Salad with Toasted Bucherondin Cheese and Chocolate

  • 4

Ingredients

  • 1 teaspoon lemon zest (from about 1/2 lemon)
  • 2 tablespoons fresh lemon juice
  • 1 teaspoon minced shallot
  • 1.5 teaspoons agave nectar
  • 1 teaspoon fresh thyme leaves
  • 1/2 teaspoon dijon mustard
  • 1/4 cup olive oil
  • 2 teaspoons chocolate nibs
  • 2 teaspoons finely chopped walnuts
  • 4 slices, whole wheat bread
  • 4 ounces bucherondin cheese, cut into 4 round slices
  • 5 ounces mixed field greens

Preparation

Step 1

In a small bowl, whisk lemon zest, lemon juice, shallot, salt, agave nectar, thyme, and mustard with 1 tablespoon hot water. Slowly whisk in oil and set aside.

In another small bowl, combine chocolate nibs and walnuts. Set aside.
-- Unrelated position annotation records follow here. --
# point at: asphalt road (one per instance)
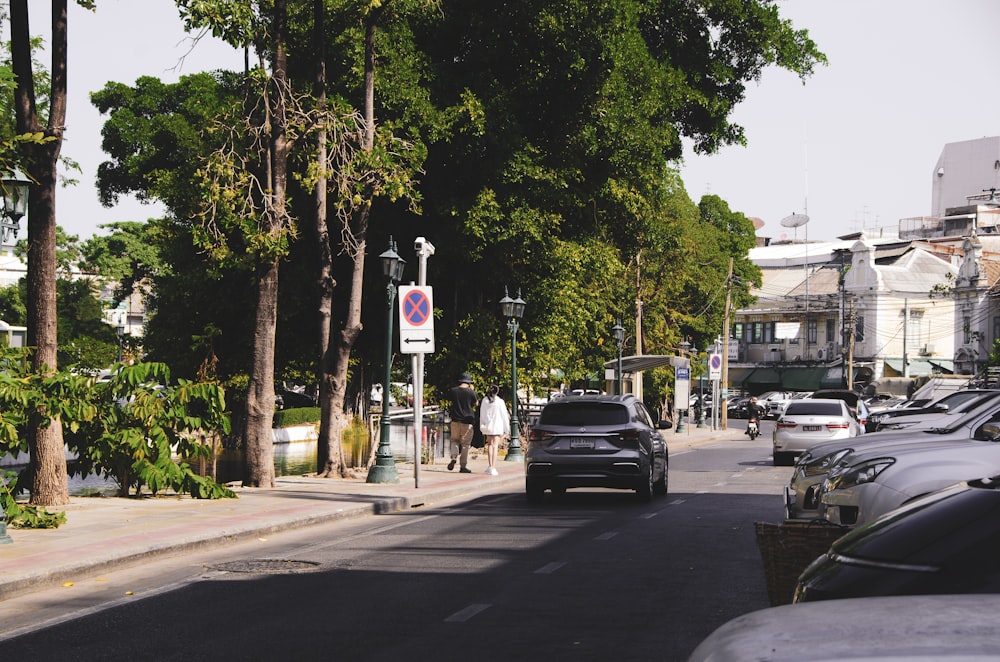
(590, 576)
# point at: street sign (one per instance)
(714, 367)
(416, 320)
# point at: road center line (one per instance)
(549, 568)
(465, 614)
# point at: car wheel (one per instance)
(784, 459)
(661, 485)
(644, 490)
(533, 491)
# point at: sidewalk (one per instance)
(105, 532)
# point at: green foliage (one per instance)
(23, 515)
(136, 423)
(297, 416)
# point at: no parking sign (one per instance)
(416, 320)
(714, 367)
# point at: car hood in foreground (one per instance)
(943, 628)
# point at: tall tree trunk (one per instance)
(258, 443)
(336, 367)
(47, 459)
(329, 451)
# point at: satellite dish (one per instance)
(794, 221)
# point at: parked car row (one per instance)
(918, 505)
(916, 573)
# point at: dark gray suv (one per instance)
(596, 441)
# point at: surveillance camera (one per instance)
(422, 246)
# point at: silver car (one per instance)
(808, 422)
(813, 467)
(874, 482)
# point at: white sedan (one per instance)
(808, 422)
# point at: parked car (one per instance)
(808, 422)
(596, 441)
(854, 401)
(942, 628)
(954, 403)
(814, 466)
(945, 542)
(877, 481)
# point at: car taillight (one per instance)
(629, 437)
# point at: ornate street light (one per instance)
(14, 188)
(384, 469)
(513, 310)
(682, 413)
(619, 332)
(121, 338)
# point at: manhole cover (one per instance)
(266, 566)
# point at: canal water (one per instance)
(293, 458)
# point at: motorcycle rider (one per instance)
(755, 411)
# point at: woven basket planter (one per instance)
(788, 548)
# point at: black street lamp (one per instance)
(121, 338)
(682, 413)
(15, 204)
(384, 469)
(14, 188)
(619, 332)
(513, 310)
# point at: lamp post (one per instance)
(701, 391)
(15, 204)
(682, 413)
(121, 338)
(384, 469)
(513, 310)
(619, 332)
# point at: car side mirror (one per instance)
(989, 432)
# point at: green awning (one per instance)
(803, 379)
(920, 367)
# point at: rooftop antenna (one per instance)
(795, 221)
Preheat oven or toaster to 400 degrees. Trim bread slices to the same size and shape as cheese slices. Toast the bread until slightly golden.

Place cheese slices on bread and top each with 1 teaspoon walnut mixture. Bake for 7 minutes or until cheese is melted and browned.

Toss greens in dressing and divide among 4 plates. Top each with a crouton and serve.